| name | leak-audit |
| description | Detect and close ground-truth leakage in LLM eval datasets — cases where the model under evaluation can see material that contains or strongly implies the expected answer, so eval scores are inflated and no longer reflect real capability. Use when building, reviewing, or debugging an eval/benchmark dataset (especially for RAG or tool-using/agentic systems), when eval scores look suspiciously high, when a weak or blind baseline still passes, or when deciding whether retrieved context, tool/observation outputs, dataset fields, or upstream-stage outputs leak the target answer. |
Leak Audit
Ground-truth leakage = the model under evaluation can see material that
contains or strongly implies the expected answer. The eval then measures
reading, not capability, and scores look great while telling you nothing.
It is most common in RAG and tool-using/agentic evals, where the model fetches
its own context and the answer rides along inside it.
Workflow
Run these steps in order. Do not skip the smoke test — it is the cheap proof.
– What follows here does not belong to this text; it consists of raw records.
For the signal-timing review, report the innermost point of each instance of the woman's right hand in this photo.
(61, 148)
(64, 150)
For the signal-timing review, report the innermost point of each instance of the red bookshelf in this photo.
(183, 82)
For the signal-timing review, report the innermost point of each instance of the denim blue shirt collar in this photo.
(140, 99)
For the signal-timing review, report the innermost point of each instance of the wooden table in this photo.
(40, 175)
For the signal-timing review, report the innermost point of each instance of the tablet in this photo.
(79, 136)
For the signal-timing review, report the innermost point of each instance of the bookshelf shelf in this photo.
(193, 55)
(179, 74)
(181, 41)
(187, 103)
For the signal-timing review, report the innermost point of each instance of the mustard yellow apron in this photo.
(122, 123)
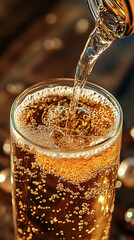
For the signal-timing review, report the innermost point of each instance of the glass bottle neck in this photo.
(117, 16)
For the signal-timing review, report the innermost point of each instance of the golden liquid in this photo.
(58, 197)
(129, 11)
(115, 20)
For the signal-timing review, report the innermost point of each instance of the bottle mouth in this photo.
(112, 16)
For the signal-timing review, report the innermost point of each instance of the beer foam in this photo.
(43, 134)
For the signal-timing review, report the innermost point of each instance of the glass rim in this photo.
(43, 148)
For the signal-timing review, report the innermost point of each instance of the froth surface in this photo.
(43, 117)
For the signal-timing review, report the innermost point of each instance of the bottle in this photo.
(114, 12)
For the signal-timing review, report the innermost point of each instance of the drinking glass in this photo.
(63, 192)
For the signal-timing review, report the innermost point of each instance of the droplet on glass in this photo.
(15, 88)
(82, 25)
(6, 147)
(132, 132)
(51, 18)
(53, 44)
(129, 216)
(118, 184)
(126, 172)
(5, 182)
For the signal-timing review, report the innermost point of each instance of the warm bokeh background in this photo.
(44, 39)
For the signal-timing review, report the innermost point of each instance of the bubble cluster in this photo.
(45, 119)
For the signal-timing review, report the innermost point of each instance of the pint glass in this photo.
(64, 171)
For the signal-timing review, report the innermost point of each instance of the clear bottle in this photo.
(112, 11)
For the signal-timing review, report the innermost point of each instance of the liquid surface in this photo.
(45, 119)
(56, 197)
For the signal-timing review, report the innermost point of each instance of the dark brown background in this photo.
(24, 60)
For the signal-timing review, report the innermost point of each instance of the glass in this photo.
(62, 193)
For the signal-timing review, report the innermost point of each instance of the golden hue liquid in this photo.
(129, 11)
(58, 197)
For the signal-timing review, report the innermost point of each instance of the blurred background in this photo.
(44, 39)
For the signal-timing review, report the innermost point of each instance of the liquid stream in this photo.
(115, 20)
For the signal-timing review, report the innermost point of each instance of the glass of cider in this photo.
(64, 163)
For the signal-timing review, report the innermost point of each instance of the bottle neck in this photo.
(116, 16)
(129, 10)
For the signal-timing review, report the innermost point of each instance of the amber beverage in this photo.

- Name the target. State the single thing the eval claims to measure
("derive X from the content"). Anything that hands X to the model for free
is a leak.
- Enumerate what the model actually sees. Not just the prompt:
dataset/input fields, retrieved/RAG context, tool & observation outputs, and
the outputs of any upstream pipeline stage. List each surface.
- Audit each surface against the leak channels. See
references/leak-channels.md for the four
channels and detection hints. Use
scripts/leak_scan.ts to scan
programmatically.
- Confirm with a blind-baseline smoke test. A baseline that cannot do
the real task should score near chance. If it scores high, you are leaking.
See references/smoke-test.md for the method and
references/blind-baseline-runner.md
for the concrete dual-run recipe (run the real pipeline twice, raw vs
sanitized, and read the leak off the score gap). Before trusting the
numbers, confirm the run actually exercised the channel (the tool was
called and returned real data) — see
references/validating-the-harness.md.
- Close the leaks by sanitizing the leaking surface — without changing
what the model can tell it is looking at (see Sanitization rules).
- Verify. Re-run the smoke test. A correctly fixed eval shows a
meaningful score drop. If the blind baseline still passes, you missed a
channel — return to step 3.
Leak channels (quick reference)
Audit every surface for all four. Details and examples in
references/leak-channels.md.
- Direct — the target value itself is present (the answer field).
- Correlated/derived — a different field set together with the target, or
computed from it, that implies it.
- Upstream output — an earlier stage's prediction (e.g. a prior classifier)
included in the context.
- Free-text mention — the answer stated in prose, across all formats:
plain text, markdown tables, nested rich-text/JSON trees, comments.
Sanitization rules
- Preserve the observation signature. Keep tool name, description, and
output schema identical; only blank/redact values. Changing the shape changes
the behavior you are trying to measure.
- Redact the span, not the document. Drop the leaking sentence/field, keep
everything else — you still want to test reasoning over the real content.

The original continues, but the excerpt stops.